Australia will not recover the bodies of at least 55 asylum seekers who drowned when their boat sank close to Christmas Island last week.
The country's Customs and Border Protection agency said no attempts would be made to recover the bodies of the deceased, although rescue workers have been searching for survivors. None have so far been found.
Few politicians or even refugee campaigners in Australia have condemned the decision to leave the bodies in the water.
A fishing boat carrying Vietnamese asylum seekers nears the shore of Australia's Christmas Island (file photo)
The AFP news agency said around 13 bodies had been spotted floating lifeless in the waves, but no attempts have been made to recover and bury them.

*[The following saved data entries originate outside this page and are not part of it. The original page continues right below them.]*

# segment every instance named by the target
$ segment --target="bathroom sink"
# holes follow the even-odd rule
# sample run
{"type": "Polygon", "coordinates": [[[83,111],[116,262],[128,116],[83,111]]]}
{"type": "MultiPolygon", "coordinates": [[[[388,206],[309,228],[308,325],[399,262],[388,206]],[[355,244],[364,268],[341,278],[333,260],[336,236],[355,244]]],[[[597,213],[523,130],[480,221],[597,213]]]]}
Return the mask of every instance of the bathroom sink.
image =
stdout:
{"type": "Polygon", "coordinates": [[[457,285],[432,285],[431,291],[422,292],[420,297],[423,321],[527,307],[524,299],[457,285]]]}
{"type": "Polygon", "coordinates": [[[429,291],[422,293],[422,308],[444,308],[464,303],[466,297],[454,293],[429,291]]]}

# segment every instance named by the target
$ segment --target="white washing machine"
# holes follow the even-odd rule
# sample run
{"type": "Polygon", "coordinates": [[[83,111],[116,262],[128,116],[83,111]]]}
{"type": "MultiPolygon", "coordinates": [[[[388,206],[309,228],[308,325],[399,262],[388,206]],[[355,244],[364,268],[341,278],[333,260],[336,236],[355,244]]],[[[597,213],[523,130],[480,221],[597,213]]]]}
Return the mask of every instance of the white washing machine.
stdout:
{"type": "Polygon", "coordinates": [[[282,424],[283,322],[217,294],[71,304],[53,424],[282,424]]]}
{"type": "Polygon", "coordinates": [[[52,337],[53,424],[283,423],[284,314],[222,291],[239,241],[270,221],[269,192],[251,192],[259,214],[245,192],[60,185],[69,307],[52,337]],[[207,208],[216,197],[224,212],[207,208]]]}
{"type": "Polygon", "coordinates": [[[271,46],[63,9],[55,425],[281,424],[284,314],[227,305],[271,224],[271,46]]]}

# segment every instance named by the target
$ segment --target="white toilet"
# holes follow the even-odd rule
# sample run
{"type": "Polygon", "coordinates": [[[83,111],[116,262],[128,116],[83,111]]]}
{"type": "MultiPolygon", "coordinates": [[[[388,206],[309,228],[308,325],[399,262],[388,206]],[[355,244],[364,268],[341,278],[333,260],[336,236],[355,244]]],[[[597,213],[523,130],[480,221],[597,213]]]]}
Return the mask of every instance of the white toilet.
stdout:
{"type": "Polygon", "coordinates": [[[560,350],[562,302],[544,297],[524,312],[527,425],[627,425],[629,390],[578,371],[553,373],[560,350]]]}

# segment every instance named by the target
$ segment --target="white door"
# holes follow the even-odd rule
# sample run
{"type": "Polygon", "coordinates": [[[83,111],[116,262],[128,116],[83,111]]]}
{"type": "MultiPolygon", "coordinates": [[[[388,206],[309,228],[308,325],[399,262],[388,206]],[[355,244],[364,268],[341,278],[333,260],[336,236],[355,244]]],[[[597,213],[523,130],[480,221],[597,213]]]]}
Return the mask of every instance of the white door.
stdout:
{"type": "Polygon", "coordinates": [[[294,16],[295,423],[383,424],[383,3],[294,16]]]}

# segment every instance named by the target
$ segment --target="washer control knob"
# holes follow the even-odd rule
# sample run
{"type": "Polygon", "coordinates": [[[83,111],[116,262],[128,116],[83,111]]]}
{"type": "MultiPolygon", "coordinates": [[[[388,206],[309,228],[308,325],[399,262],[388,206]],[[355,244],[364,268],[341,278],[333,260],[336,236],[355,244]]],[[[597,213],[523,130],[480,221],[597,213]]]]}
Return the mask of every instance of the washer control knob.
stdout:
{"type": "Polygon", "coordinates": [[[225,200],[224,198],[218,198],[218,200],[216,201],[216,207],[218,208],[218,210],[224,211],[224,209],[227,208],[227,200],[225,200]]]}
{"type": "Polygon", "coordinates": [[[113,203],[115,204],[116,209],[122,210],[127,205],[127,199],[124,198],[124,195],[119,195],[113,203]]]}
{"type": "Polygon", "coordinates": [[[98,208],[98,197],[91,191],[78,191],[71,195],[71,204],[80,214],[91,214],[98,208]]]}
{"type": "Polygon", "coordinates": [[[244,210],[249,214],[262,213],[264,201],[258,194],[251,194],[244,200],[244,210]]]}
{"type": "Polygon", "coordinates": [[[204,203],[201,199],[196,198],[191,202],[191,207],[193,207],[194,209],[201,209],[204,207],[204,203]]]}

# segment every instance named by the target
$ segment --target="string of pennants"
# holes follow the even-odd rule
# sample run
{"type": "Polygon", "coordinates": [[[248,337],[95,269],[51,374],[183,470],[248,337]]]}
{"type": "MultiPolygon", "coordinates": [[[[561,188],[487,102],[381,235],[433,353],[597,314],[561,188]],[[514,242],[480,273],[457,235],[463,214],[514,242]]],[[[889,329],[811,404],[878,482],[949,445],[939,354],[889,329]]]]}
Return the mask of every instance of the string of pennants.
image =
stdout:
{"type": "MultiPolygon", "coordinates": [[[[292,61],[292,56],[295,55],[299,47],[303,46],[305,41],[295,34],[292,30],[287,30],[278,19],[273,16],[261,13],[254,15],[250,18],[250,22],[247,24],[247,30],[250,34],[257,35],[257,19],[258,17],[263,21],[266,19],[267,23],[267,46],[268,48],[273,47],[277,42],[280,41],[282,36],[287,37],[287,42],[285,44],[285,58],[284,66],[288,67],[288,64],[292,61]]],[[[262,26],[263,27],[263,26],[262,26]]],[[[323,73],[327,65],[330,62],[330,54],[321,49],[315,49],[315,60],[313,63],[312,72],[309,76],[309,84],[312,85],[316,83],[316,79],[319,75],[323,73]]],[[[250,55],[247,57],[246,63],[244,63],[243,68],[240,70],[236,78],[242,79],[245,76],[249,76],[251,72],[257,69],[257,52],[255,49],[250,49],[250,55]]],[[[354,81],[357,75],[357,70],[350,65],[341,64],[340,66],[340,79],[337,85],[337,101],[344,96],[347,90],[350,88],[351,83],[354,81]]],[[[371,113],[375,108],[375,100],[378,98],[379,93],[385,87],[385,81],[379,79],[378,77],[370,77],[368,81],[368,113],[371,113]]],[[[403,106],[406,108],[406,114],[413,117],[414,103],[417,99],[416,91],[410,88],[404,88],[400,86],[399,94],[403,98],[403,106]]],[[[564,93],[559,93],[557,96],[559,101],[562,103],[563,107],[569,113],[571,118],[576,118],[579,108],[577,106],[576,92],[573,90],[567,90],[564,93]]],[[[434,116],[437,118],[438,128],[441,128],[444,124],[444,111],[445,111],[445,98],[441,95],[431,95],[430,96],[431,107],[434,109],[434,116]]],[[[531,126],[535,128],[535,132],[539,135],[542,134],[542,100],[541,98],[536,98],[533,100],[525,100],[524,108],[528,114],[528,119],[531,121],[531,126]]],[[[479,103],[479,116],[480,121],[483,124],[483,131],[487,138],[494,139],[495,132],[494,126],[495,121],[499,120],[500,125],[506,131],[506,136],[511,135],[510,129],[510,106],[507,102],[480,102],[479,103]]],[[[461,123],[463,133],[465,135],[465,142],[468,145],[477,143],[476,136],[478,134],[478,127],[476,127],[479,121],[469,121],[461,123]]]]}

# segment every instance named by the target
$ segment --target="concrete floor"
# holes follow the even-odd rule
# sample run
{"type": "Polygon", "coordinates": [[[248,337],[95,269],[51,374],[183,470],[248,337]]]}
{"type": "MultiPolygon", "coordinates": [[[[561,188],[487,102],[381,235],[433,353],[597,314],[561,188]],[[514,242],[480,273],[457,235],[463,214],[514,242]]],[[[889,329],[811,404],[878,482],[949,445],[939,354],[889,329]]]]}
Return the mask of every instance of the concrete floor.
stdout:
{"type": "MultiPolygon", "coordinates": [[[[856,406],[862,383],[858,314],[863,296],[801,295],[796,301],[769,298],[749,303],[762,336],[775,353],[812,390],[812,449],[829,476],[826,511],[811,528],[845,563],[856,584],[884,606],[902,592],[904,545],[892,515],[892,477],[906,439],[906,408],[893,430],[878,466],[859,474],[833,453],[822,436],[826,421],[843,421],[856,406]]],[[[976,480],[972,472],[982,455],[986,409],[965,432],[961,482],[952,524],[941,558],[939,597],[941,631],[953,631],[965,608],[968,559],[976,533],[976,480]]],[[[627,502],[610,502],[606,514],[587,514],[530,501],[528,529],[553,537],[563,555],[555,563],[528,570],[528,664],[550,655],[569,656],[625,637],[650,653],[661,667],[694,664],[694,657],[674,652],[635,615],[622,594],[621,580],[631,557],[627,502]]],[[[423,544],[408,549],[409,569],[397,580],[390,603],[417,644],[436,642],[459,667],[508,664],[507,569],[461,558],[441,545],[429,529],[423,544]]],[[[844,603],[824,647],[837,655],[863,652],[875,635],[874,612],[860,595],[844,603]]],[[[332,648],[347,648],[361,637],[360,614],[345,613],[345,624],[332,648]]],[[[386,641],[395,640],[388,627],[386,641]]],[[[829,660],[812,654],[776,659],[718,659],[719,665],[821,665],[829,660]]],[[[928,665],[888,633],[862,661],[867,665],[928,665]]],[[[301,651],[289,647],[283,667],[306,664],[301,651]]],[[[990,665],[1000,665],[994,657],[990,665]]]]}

Border Protection Command’s Rear Admiral David Johnston told the Sydney Morning Herald om Sunday: "The recovery of bodies is complex and time consuming. So all the surface vessels are continuing because it remains possible that there are survivors in the water, that’s where their focus is."
Former ambassador Tony Kevin, who has authored a book on the plight of asylum seekers to Australia, told The Age newspaper that there needed to be an urgent inquiry into why it took so long for the Border Protection Command to send a boat to to aid the flailing vessel.
"I contend that if they’d taken prompt interception or assistance action by a surface vessel on Wednesday afternoon, those 55 people would still be alive," he said.
Sarah Hanson-Young, a Greens Senator, said the time had come for a policy overhaul.
"We have the harshest policy that this country has ever had on asylum seekers at the moment, and yet people are still coming," she told ABC News 24.
The boat sank less than 30 miles from the coast of Christmas Island, with 55 people believed to be on board including women and children. The Herald said authorities did not receive a distress call.
"This is another terrible tragedy, another terrible reminder of how dangerous these journeys are," Home Affairs Minister Jason Clare said.
"The search has now concluded," a spokeswoman for the Australian Maritime Safety Authority (AMSA), which had coordinated the search and rescue operation, told AFP on Monday.